Was geistig ist, ist als hervorgebrachter Inhalt grenzenlos deutbar, aber nicht nur
willkürlich, sondern notwendig. Das Hervorgebrachte ist kein fester Bestand, sondern
gleichsam Marke auf dem Weg des Hellwerdens eines Unendlichen.
Das verwandelnde Verstehen kann psychologisch sein, wenn das Unbewusste der
Antriebe, Verflechtungen, Umsetzungen, Sublimierungen durchleuchtet, damit aber
sogleich auch anders wird unter Wirksamwerden neuer Unbewusstheiten.
Das verwandelnde Verstehen kann geistig sein, wenn die unendlichen Ideen sich
in Sinnentfaltungen vermöge dieser Reflexionen an den Tag bringen.

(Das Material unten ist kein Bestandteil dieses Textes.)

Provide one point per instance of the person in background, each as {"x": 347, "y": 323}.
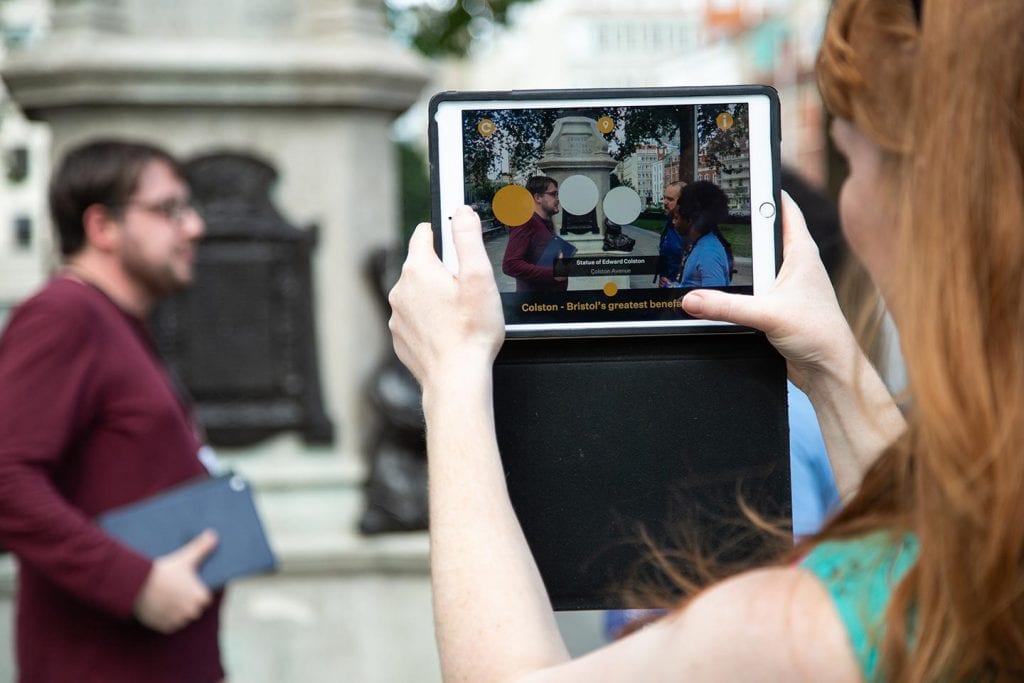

4. Causalität in den Geisteswissenschaften: Wenn ein Verstehen die Objekte vor
Augen gebracht hat, kann dann auch an die historischen Erscheinungen die kausale
Frage gestellt werden. Welche äusseren Bedingungen, Abhängigkeiten haben das gei-
stige Geschehen ermöglicht, bewirkt, verhindert?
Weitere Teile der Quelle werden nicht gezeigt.